Oh, how the roles have reversed in such a short time. I was once the one who gave the advice, and comforted Michael; now, he's the one giving the advice, and comforting me. Michael and I are very similar in terms of how we cope with loss – we both hate life for it; our healths deteriorated thanks to the losses; we gave unnecessary outbursts to those who didn't deserve to be on the receiving end ... We're extremely similar.
"I'll never get over this," I murmur, my head now pressed against Michael's chest – again. "Marco can rot in Hell for what he's done to us ... "
"Us?" Michael repeats my choice of wording. "Cit, you just lost your father. Think of yourself for once, okay? Everyone else can wait. We need to make sure you're okay, first."
"I'm sorry ... " For some reason, my own apology causes me to cry again; it seems I'm getting emotional over every little thing at the moment. "I'm sorry ... "
"Why are you sorry?
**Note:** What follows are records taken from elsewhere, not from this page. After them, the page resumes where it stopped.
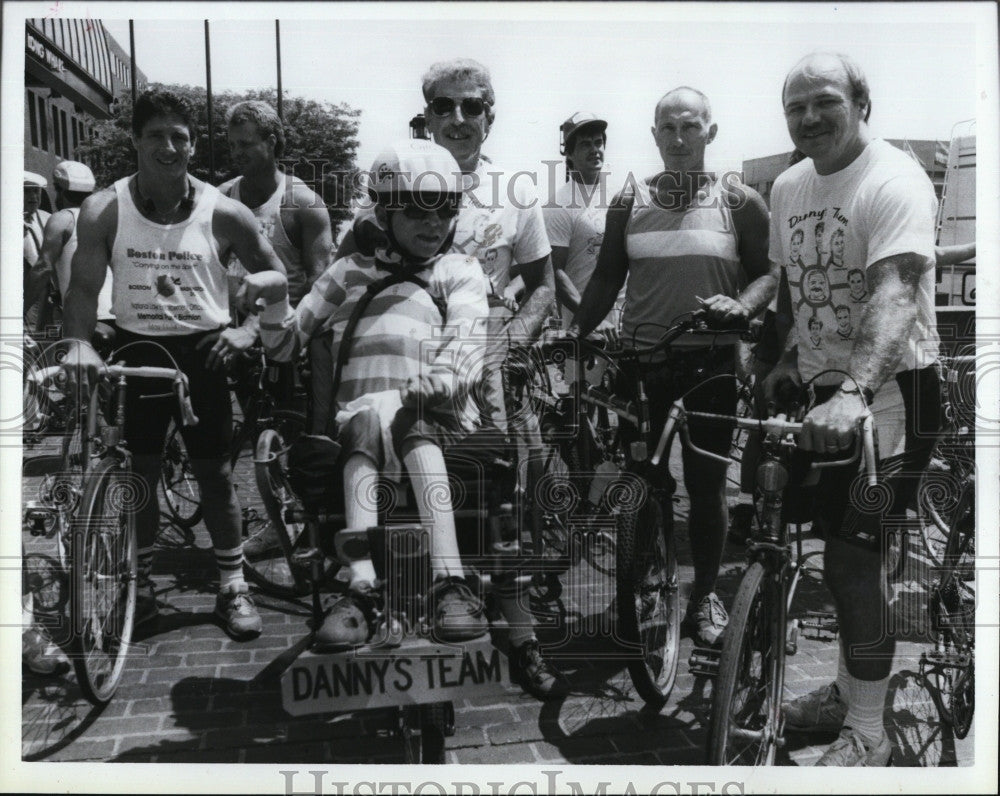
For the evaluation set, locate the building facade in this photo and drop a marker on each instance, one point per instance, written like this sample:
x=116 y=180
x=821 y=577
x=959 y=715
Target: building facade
x=73 y=69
You don't need to be sorry," Michael assures me, cradling me once again, as if I were a child. "You have nothing to be sorry for."
"Sorry for being—so—ungrateful ... " I elaborate, choking on my own sobs.
"Ungrateful?" His tone indicates he doesn't understand what I mean ... though I know clearly what I mean.
"You've lost everything ... I've only lost my brother and my parents ... " I explain, sniffling loudly to try and contain any other sounds.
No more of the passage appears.